I was so shattered at the end of the day, I felt as though I was going to feint. It had once again been a weekend of non stop action, pulling the bike apart, rebuilding and multiple Dyno sessions. Now that is was all over, I helped Allie and Ginny disassemble the large tent, pack it into her van as well as load all of my bike and bits into the back of my van and drive home. I was soaked with sweat, had blisters from my racing boots and all I wanted was my bed!

Over the next few days, I rested my aching bones and started to tear down the top end of the bike again. I noticed that when I removed Marks development cylinders, both pistons had partially seized and had long black streaks down them, fortunately, the cylinders looked unscathed. I sent pictures of the Dyno curve to Mark to analyse, and he seemed to think that the powervalves were not working and the power curve should continue going up from 9.5k and not tail off as it seemed to be doing. I was pretty sure that the powervalves were set up correctly and cycling open and closed as they should, but I could think of no other reason why the engine wasn't putting out the power it should have been.

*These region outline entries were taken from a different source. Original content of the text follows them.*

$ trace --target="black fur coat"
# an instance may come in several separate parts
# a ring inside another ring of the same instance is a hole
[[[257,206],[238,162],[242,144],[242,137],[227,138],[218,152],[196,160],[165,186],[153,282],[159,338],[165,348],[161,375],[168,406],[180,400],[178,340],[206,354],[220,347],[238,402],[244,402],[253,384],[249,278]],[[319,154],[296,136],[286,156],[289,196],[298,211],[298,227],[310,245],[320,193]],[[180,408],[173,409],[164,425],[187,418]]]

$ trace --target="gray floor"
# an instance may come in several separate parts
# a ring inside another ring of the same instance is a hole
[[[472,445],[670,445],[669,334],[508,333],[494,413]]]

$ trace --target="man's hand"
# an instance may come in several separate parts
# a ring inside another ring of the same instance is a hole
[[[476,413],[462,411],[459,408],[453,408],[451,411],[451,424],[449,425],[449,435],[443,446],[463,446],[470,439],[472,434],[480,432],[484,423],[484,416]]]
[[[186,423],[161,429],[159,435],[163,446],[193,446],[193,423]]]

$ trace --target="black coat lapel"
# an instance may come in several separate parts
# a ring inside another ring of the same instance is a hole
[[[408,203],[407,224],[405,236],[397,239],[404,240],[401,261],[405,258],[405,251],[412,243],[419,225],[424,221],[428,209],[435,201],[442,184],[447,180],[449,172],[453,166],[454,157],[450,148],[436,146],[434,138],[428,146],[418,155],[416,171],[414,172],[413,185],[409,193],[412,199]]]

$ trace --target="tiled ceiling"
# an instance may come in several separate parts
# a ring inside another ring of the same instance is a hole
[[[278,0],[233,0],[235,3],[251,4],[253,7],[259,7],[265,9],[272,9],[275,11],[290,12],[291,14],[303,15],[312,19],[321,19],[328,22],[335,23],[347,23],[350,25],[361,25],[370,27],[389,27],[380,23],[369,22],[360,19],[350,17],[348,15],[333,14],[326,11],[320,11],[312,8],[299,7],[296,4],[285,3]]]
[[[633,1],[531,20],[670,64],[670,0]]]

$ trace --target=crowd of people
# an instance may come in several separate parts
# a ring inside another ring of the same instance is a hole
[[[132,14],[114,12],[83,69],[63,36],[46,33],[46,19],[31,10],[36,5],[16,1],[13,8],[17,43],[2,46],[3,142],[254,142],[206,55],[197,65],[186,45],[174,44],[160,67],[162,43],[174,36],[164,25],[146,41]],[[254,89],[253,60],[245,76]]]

So in preparation for my next meeting at Cadwell on the 13th to the 15th of September, I will be putting Marks tuned top end back on and hoping that I get the top end power which he believes those cylinders should have.

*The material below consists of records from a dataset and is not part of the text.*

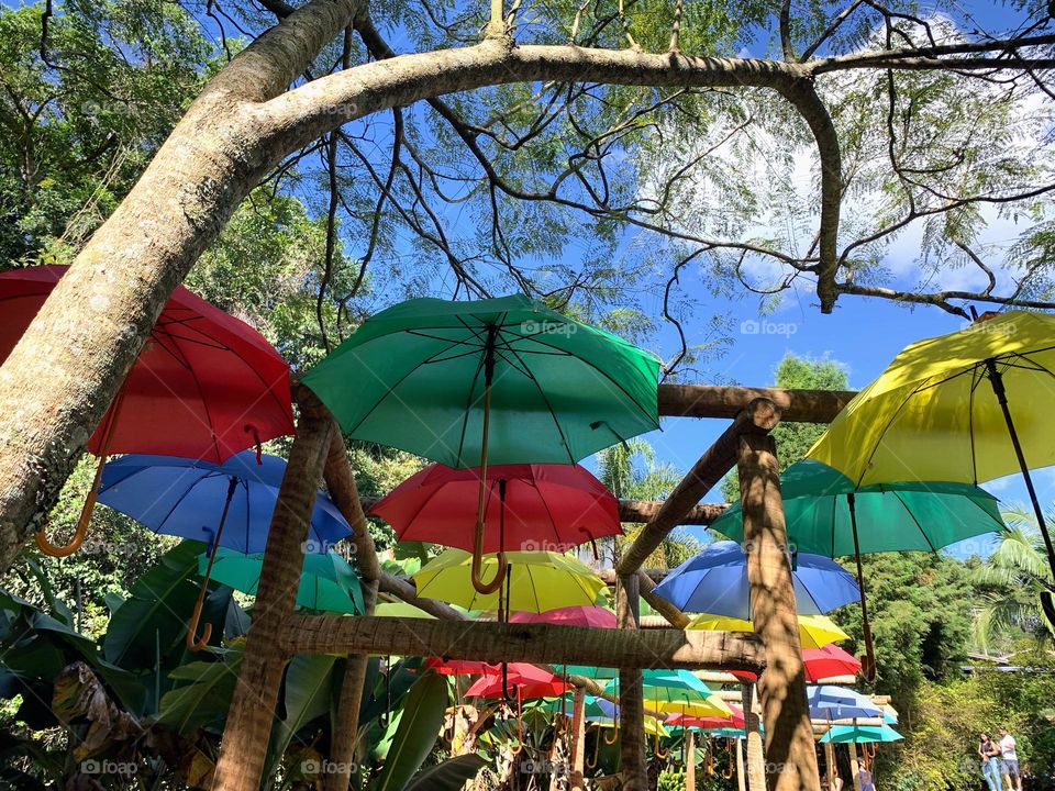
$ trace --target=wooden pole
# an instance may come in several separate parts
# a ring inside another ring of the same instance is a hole
[[[744,708],[744,748],[747,751],[747,789],[766,791],[766,757],[762,747],[762,732],[758,727],[758,711],[754,701],[754,684],[744,684],[741,690]]]
[[[820,778],[773,437],[743,434],[737,466],[752,621],[767,665],[757,684],[766,726],[766,771],[771,791],[815,791]]]
[[[635,578],[636,579],[636,578]],[[598,665],[709,668],[759,672],[758,637],[749,632],[599,630],[495,621],[296,614],[276,643],[290,654],[395,654]]]
[[[618,630],[609,632],[642,633],[637,628],[638,600],[637,575],[621,577],[615,587],[615,620]],[[592,664],[592,662],[591,662]],[[645,661],[635,668],[620,667],[619,671],[619,728],[620,761],[623,791],[648,791],[648,765],[645,760],[645,701],[641,667],[655,666]]]
[[[659,414],[685,417],[734,417],[755,399],[771,401],[788,423],[831,423],[857,393],[848,390],[660,385]]]
[[[278,686],[288,655],[280,637],[293,613],[315,492],[333,424],[302,413],[271,517],[253,624],[220,744],[213,791],[259,791]]]
[[[571,704],[571,745],[569,747],[570,771],[568,772],[568,788],[571,791],[584,791],[586,780],[586,690],[575,690]]]
[[[692,469],[663,501],[656,515],[637,534],[634,543],[624,550],[615,566],[617,573],[630,575],[637,571],[670,531],[681,522],[685,514],[733,468],[741,434],[766,433],[779,420],[780,411],[773,401],[765,399],[752,401],[737,413],[732,425],[700,456]]]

In conclusion, looking back over the weekend, I felt that with the engine that produced good drive off the corners really played to my strengths in that I get back on the power smoothly and progressively almost as soon as I have finished breaking and drive it smooth from the apex, right through to the edge of the track which is where I make up most distance on riders in front. I realised looking back, that my state of mind during qualifying and my fist race felt very similar to a familiar state of mind I experienced all those years ago which I had long since forgotten about. I had a confident decisiveness, clarity of vision that enabled one corner to seamlessly flow into the next which encompassed a sense of oneness with the bike which up to this point, I had not experienced. My positioning and timing on the track was subliminal. It was abundantly clear in mind where I should be on the track and what I should be doing way in advance of doing it. Its been years since I felt like this, and even though I probably wasn't riding as hard as the very fastest riders out there, what I was doing I believe, is taking full advantage of my current experience and deploying it consistently and accurately lap on lap without being held back by anxiety or fear, which all helps to add yet more experience.

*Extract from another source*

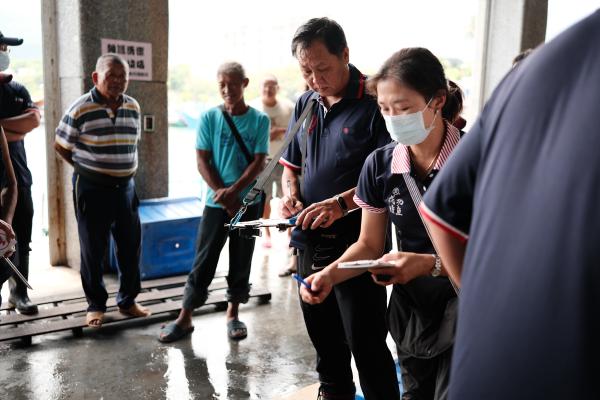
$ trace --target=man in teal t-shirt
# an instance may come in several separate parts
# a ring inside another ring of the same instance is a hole
[[[247,107],[244,114],[231,115],[231,118],[251,154],[265,155],[269,152],[270,120],[266,114]],[[263,132],[267,132],[267,135],[263,135]],[[212,166],[226,187],[235,184],[248,167],[248,161],[231,133],[220,107],[211,108],[200,117],[196,150],[212,153]],[[251,186],[252,181],[239,192],[240,201]],[[214,200],[215,194],[215,190],[209,185],[206,205],[224,208],[223,204]],[[237,207],[233,211],[237,211]]]
[[[248,78],[244,68],[236,62],[221,65],[217,71],[223,108],[214,107],[200,117],[196,138],[198,171],[209,190],[206,207],[198,228],[196,257],[188,275],[183,293],[182,308],[176,321],[166,325],[160,333],[161,342],[172,342],[194,330],[192,313],[208,298],[221,250],[229,238],[229,273],[227,274],[227,333],[230,339],[247,336],[246,325],[238,319],[240,303],[246,303],[250,294],[250,265],[254,252],[254,238],[228,232],[224,225],[241,206],[244,195],[250,190],[262,171],[269,152],[270,120],[266,114],[249,107],[244,101]],[[252,161],[244,151],[223,112],[235,124]],[[242,220],[260,216],[260,204],[248,207]]]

Although it seems obvious now, but concentrating on accuracy was the key to a fast lap instead of simply trying to go into a corner faster and accelerate out harder. By having a clear vision in my mind exactly where I wanted to be, I was consistently kissing apexes and peeling in at just the right point. The confidence and certainty I had with my positioning allowed me to naturally push the bike harder with no effort what so ever. Although it may have been possible for me to push just as hard whilst be slightly less accurate, I am pretty certain that if I wasn't concentrating on my position so hard, then my consistency would probably have also suffered, and being inconsistent is the last thing you want happening if you are pushing really hard, otherwise, if you end up missing apexes and turn in points, your more likely to run off the track.
I believe the lessons I learnt all those years ago riding two strokes, and especially the TZ250 GP bike has still stayed with me to a certain extent, and I am slowly starting to trust my judgement and feel of the bike as I re-familiarise with racing again.